I have been toying with the idea of a specialized regular expression syntax for XML. Often, the regular expression questions that people email to me indicate that they are using them on XML and HTML. There is a very nice discussion of part of the problem here on Joe Gregorio’s blog. On that blog, he considers solving the problem by trying to limit XML, but I think the problem may be that the Regex needs to be adapted.

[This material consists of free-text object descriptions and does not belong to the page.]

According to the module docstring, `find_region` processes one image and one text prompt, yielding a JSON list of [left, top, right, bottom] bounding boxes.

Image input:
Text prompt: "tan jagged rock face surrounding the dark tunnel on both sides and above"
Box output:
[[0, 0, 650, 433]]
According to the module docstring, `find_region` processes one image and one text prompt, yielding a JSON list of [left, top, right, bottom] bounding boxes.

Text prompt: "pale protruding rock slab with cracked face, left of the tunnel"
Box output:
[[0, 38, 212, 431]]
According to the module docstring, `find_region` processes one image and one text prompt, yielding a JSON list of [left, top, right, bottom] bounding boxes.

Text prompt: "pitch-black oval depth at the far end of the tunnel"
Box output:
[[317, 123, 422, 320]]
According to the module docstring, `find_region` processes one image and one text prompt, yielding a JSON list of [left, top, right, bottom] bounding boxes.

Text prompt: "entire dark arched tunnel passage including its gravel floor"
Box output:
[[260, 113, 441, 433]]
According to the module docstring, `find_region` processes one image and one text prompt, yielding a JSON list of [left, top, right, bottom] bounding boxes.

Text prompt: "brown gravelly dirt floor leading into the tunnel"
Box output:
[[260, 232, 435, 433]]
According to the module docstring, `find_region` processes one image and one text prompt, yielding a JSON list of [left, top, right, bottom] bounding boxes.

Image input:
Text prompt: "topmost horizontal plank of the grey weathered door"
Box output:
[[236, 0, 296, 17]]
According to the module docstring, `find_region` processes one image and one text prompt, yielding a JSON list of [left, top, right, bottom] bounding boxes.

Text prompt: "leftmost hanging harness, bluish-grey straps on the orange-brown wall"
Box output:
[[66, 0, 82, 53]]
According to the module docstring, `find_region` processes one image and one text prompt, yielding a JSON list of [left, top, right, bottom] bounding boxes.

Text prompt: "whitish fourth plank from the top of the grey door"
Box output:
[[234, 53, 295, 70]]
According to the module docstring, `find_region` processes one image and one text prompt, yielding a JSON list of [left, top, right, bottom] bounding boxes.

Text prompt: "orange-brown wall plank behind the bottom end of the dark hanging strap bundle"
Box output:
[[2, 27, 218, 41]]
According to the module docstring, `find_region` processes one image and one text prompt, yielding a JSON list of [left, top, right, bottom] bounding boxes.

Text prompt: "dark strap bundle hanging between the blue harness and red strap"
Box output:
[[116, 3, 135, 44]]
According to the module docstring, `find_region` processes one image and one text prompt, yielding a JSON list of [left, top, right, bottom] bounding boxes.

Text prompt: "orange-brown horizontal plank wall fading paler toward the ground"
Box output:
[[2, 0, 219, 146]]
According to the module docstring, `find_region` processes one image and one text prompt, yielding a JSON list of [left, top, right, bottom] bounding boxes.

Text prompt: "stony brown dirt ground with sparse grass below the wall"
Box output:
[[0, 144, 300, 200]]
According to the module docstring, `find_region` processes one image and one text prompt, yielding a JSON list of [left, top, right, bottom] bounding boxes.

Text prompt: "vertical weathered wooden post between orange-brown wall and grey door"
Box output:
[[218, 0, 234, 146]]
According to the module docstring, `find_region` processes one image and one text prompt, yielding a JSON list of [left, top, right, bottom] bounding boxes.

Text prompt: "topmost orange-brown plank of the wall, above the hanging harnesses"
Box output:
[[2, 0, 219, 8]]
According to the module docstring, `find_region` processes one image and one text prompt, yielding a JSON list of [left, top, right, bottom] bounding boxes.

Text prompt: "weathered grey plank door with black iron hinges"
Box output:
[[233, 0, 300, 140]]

Ideally, I’d like to write a pattern as simple as <a>(.*)</a>
and match it against an XML document, retrieving the text inside an “a” tag.
How should this work?
- CDATA sections: If we have a Regex parser that works on a stream, the stream reader can disentangle this bit for us
- Comments: We don’t want to match on a tag if it is in a comment. The pattern
<a>.*</a>
should know how to identify and ignore comments. Of course, we might want to match something inside a comment. If that’s the case, then our pattern should explicitly say so. It should look like this:<!--.*<a>.*</a>.-->
. - Matching nested blocks:
<root><a>bar</a><a><b><a>foo<h;/a></b></a></root>.

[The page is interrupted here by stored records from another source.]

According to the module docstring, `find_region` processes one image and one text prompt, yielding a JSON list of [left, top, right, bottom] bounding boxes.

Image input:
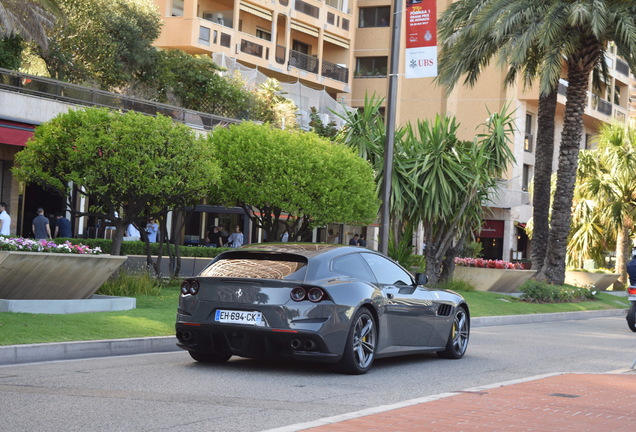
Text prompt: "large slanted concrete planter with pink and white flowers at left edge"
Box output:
[[0, 251, 126, 300]]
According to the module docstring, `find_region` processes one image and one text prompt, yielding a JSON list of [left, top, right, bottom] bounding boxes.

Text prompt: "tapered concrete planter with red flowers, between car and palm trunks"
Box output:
[[453, 266, 535, 293]]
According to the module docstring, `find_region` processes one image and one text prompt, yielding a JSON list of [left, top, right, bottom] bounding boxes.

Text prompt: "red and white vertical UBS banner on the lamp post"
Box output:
[[405, 0, 437, 78]]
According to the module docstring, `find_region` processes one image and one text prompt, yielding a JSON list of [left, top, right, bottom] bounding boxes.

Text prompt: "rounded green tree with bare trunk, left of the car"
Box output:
[[13, 108, 218, 255]]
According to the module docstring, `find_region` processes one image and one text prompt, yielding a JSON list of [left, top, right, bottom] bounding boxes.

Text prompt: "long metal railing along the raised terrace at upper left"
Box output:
[[0, 68, 240, 130]]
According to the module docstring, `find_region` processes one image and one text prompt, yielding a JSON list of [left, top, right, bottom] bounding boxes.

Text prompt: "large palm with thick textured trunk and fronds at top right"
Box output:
[[440, 0, 636, 284]]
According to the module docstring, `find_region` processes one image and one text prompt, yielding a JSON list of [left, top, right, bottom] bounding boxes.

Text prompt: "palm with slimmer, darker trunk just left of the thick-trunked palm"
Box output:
[[438, 0, 559, 270]]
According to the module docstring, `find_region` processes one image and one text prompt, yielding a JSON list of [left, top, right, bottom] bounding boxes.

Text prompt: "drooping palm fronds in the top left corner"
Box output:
[[0, 0, 62, 50]]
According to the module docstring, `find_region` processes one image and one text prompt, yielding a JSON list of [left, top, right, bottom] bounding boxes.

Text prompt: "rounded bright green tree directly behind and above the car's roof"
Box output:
[[210, 122, 378, 241]]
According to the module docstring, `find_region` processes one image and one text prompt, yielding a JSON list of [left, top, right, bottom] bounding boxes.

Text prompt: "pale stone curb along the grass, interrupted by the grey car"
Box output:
[[0, 309, 626, 366]]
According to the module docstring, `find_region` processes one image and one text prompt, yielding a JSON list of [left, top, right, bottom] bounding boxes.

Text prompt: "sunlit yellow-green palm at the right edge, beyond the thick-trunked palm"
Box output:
[[571, 123, 636, 285]]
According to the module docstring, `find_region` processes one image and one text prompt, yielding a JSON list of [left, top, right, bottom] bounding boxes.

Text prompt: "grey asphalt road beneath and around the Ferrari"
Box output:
[[0, 317, 636, 432]]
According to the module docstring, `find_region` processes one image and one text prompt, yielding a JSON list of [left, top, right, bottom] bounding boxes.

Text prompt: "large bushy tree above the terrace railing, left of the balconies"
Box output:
[[40, 0, 161, 90]]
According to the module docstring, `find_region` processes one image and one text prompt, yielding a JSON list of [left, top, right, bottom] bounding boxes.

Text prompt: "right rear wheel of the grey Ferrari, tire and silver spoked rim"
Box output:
[[338, 308, 378, 375]]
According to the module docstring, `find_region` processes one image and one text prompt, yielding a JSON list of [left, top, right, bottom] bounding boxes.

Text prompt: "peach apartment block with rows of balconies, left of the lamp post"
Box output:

Obviously neither<a>.*</a>
nor<a>.*?</a>
is quite the right thing if we expand.*
according to standard regex rules. Our xml regex could be taught to understand what tags are, and how they nest. - If I write a regex to match
<a>.*</a>
I want it to match<a x='smile'>foo</a>
. If we want to require that a certain argument be present we could specify as follows:<a x='.*'>.*</a>
. If we want an element to not be present, we could write this:<a x != '.*'>.*</a>
. If we want the tag to have no elements, we could write this<a '.*'!='.*'>.*</a>
- I should not need to specify the quote character. Matches should work regardless of whether single, double, or no quotes (HTML) are used. Escaped quotes could be used to identify the quote character if I do care:
<a x=\"foo\">.*</a>
- Extra white space should not matter:
<a>
should be the same as<a >
. - Flags could be provided for ignoring prefixes, allowing
<a>.*</a>
to match on<root:a>narf</root:a>
- When searching text, it should be possible to ignore <b>, <i>, <em>, <font> tags that are mixed into the text. I want
foo
to match against<b>f</b>oo
What else would a tool like this need?
Is it necessary? Are existing tools like XQuery and Beautiful Soup sufficient?